Es geht ja bald auf Weihnachten zu, und da darf man sich bekanntlich etwas wünschen. Ich wünsche mir, dass man den Klimaschutz mit Unternehmergeist angeht. Ein frommer Wunsch vielleicht, wenn ich an vergangene Diskussionen zurückdenke. Allzu oft wird versucht, umweltfreundliches Handeln herbeizuregulieren. Mit Zwängen und Verboten à discrétion. Im Visier der Vorschriften und Zwangsabgaben steht oft die «böse Wirtschaft». Es scheint mir manchmal so, als hätten Bund und Kantone die fixe Überzeugung, dass sie die Wirtschaft auf den «richtigen» Weg zwingen müssten.

Ja, die Energiewende und das Umsteigen auf erneuerbare Energien sind für KMU eine Chance. Aber: Zu dieser Einsicht gelangen die allermeisten KMU ganz von alleine. Denn der effiziente Umgang mit Ressourcen, Nachhaltigkeit und Innovation sind ur-unternehmerische Themen. Deshalb wird im Betrieb und bei der Kundschaft meistens die energieeffizienteste und nachhaltigste Lösung umgesetzt. Weil diese ganz einfach kostensparender ist. Die Preisdifferenz zu den energieeffizientesten Varianten ist heute meist so gering, dass der Blick getrost auf die langfristige Perspektive gelegt werden kann. Und dort zeigt sich, dass allfällige einmalige Mehrkosten durch die ­Energieersparnis schnell amortisiert sind – zum Beispiel im Gebäudetechnikbereich.

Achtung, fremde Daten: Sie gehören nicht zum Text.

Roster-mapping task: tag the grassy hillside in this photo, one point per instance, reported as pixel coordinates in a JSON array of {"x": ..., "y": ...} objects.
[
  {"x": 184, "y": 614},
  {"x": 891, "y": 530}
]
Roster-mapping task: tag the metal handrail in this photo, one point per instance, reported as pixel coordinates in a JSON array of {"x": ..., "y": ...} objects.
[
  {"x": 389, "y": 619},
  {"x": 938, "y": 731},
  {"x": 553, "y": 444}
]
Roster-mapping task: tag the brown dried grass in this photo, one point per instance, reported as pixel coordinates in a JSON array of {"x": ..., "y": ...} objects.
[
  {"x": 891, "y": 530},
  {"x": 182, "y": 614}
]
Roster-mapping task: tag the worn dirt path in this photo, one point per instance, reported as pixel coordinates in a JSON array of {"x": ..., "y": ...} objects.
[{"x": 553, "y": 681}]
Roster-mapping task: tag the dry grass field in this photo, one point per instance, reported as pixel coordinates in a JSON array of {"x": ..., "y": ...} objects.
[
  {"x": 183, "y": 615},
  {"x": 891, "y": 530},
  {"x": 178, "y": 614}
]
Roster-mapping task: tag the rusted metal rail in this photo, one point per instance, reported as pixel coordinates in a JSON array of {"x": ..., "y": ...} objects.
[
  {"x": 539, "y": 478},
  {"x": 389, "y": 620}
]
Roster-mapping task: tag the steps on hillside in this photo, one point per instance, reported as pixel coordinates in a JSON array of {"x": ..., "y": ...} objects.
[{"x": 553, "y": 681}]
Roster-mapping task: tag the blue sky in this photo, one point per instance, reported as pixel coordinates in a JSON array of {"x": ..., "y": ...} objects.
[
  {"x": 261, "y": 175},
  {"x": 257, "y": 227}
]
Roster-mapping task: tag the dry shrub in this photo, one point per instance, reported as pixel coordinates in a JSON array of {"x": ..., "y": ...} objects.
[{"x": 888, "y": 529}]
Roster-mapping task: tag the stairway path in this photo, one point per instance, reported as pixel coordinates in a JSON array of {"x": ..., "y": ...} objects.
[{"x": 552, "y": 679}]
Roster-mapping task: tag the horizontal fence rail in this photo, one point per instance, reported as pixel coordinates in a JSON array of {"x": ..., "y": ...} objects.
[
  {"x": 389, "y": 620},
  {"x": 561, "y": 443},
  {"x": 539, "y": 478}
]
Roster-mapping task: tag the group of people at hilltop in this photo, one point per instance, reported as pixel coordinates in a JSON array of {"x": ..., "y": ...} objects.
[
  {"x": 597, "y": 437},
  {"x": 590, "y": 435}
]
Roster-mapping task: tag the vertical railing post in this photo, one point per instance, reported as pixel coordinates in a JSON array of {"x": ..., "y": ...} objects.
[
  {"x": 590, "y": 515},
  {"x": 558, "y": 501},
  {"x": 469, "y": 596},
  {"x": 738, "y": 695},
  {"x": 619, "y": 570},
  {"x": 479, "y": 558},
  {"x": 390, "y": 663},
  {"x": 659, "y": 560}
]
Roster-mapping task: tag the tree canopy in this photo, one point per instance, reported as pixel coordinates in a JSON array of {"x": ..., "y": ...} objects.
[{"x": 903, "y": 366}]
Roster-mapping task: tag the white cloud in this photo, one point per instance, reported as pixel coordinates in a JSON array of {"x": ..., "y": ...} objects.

Die Unternehmen und die KMU diskutieren und regulieren nicht, sie handeln. Das lässt sich auch mit Zahlen belegen, zum Beispiel mit jenen der Energie-Agentur der Wirtschaft (EnAW): Insgesamt haben die rund 4000 Unternehmen mit einer Zielvereinbarung bei der EnAW seit 2013 über 628 000 Tonnen CO2 reduziert. Die CO2-Intensität sank 2019 auf 86,6 Prozent. Damit ist der Soll-Zielwert des Bundes für das Jahr 2022 von der Wirtschaft bereits erreicht.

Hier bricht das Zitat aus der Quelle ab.